The safety, tolerability, pharmacokinetics, and pharmacodynamics of omecamtiv mecarbil have been studied across eleven Phase 1 clinical trials, which enrolled over 300 healthy subjects. In addition, seven Phase 2 clinical trials have enrolled more than 1,400 people with heart failure. Omecamtiv mecarbil is currently the subject of a Phase 3 clinical trials program. Recent trials include:
GALACTIC-HF (Global Approach to Lowering Adverse Cardiac Outcomes Through Improving Contractility in Heart Failure) –GALACTIC-HF was a Phase 3, double-blind, placebo-controlled, multicenter clinical trial conducted by Amgen in collaboration with Cytokinetics, and one of the largest Phase 3 global cardiovascular outcomes studies in heart failure ever conducted. The trial evaluated the effect of treatment with omecamtiv mecarbil compared with placebo in approximately 8,256 patients with chronic heart failure with reduced ejection fraction (HFrEF) who were at risk of hospitalization and death, despite being well treated on standard of care therapy. After a median duration of follow-up of 21.8 months, the trial demonstrated a statistically significant effect of treatment with omecamtiv mecarbil to reduce risk of the primary composite endpoint of cardiovascular (CV) death or heart failure events (heart failure hospitalization and other urgent treatment for heart failure) compared to placebo in patients treated with standard of care (hazard ratio, 0.92; 95% confidence interval, 0.89 to 0.99; p=0.0252). No reduction in the secondary endpoint of time to CV death was observed. Adverse events, including major ischemic cardiac events, were balanced between the treatment arms. These results were published in NEJM, available online here. For more information about this trial, click here.
METEORIC-HF (Multicenter Exercise Tolerance Evaluation of Omecamtiv Mecarbil Related to Increased Contractility in Heart Failure) – METEORIC-HF is a Phase 3, randomized, placebo-controlled, double-blind, parallel group, multicenter clinical trial designed to evaluate the effect of treatment with omecamtiv mecarbil compared to placebo on exercise capacity as determined by cardiopulmonary exercise testing (CPET) following 20 weeks of treatment. This trial is designed to enroll approximately 270 patients with HFrEF at sites throughout the U.S., Canada and Europe. For more information about this trial, click here.
COSMIC-HF (Chronic Oral Study of Myosin Activation to Increase Contractility in Heart Failure) – Cytokinetics and Amgen announced results from the expansion phase of COSMIC-HF (Chronic Oral Study of Myosin Activation to Increase Contractility in Heart Failure), a Phase 2 trial evaluating oral omecamtiv mecarbil in patients with chronic heart failure and left ventricular systolic dysfunction, at the American Heart Association Scientific Sessions in November 2015. COSMIC-HF was a double-blind, randomized, placebo-controlled, multicenter, dose escalation study designed to evaluate the pharmacokinetics and tolerability of orally-administered omecamtiv mecarbil in approximately 450 patients.
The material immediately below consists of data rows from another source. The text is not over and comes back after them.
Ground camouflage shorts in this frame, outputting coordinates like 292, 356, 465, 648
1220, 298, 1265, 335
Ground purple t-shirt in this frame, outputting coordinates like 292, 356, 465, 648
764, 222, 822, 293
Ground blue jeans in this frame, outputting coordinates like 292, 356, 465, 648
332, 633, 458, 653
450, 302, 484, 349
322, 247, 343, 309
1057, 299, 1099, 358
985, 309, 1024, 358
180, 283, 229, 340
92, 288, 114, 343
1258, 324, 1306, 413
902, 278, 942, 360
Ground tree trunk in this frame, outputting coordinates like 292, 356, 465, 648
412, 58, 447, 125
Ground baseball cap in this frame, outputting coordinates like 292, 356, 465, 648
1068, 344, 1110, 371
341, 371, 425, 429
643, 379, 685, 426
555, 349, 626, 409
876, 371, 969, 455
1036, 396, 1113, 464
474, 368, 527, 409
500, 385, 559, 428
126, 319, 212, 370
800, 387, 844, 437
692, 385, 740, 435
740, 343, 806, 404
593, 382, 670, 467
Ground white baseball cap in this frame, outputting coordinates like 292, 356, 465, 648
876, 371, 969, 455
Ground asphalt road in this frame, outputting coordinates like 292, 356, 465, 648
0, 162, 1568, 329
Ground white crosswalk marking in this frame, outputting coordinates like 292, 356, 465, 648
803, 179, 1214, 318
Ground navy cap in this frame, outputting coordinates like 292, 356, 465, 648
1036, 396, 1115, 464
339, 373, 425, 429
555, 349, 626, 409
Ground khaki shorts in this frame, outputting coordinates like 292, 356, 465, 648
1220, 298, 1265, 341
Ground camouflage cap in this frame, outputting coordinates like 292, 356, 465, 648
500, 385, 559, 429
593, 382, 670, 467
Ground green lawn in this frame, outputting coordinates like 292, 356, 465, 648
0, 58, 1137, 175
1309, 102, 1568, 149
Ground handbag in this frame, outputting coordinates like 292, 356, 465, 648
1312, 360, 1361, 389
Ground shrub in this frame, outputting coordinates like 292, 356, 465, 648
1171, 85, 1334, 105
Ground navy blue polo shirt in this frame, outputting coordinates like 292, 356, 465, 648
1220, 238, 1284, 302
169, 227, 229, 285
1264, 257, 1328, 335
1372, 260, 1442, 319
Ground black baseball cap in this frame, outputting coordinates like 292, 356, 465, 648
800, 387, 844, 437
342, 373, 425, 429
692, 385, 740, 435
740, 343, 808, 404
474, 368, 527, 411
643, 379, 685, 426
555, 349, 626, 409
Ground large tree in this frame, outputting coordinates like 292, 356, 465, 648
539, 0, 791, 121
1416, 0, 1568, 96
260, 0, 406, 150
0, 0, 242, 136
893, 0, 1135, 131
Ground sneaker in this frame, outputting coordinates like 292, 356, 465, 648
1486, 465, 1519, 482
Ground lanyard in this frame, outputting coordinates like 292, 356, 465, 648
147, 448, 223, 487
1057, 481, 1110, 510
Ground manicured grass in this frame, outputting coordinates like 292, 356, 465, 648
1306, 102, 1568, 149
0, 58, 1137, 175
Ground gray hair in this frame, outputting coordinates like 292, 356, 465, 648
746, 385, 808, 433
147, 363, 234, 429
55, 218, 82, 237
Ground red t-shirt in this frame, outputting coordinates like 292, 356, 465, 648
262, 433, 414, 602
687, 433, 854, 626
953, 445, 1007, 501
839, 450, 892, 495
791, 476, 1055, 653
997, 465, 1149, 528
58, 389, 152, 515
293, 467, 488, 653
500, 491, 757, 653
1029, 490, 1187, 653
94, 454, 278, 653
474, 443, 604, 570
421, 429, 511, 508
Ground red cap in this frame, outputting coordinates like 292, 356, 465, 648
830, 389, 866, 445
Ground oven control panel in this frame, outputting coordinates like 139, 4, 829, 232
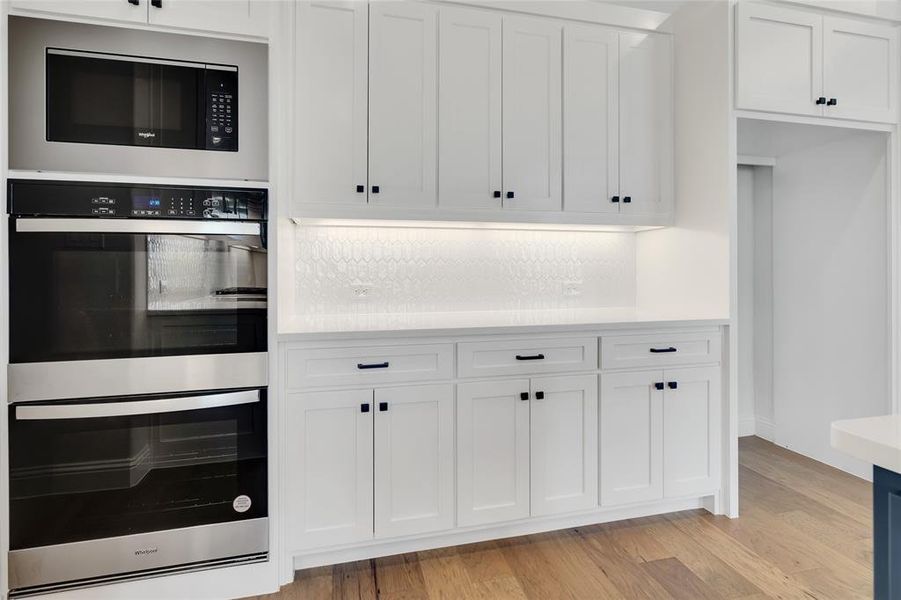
8, 180, 267, 221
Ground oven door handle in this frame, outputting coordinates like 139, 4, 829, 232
16, 217, 261, 236
16, 390, 260, 421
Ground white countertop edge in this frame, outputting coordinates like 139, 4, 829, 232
278, 318, 731, 342
830, 415, 901, 473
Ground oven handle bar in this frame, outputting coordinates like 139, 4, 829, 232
16, 390, 260, 421
16, 217, 261, 235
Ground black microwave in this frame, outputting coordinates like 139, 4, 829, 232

ATOMIC-AHF (Acute Treatment with Omecamtiv Mecarbil to Increase Contractility in Acute Heart Failure) – Cytokinetics and Amgen announced results from ATOMIC-AHF (A Trial of Omecamtiv Mecarbil to Increase Contractility in Acute Heart Failure), a Phase 2b trial evaluating omecamtiv mecarbil in acutely ill, hospitalized heart failure patients, at the European Society of Cardiology (ESC) Congress and the Heart Failure Society of America (HFSA) Annual Meeting, both in September 2013. This clinical trial was an international, multicenter, randomized, double-blind, placebo-controlled study in approximately 600 patients, enrolled in three sequential, ascending-dose cohorts. In each cohort, patients were randomized to receive omecamtiv mecarbil or placebo.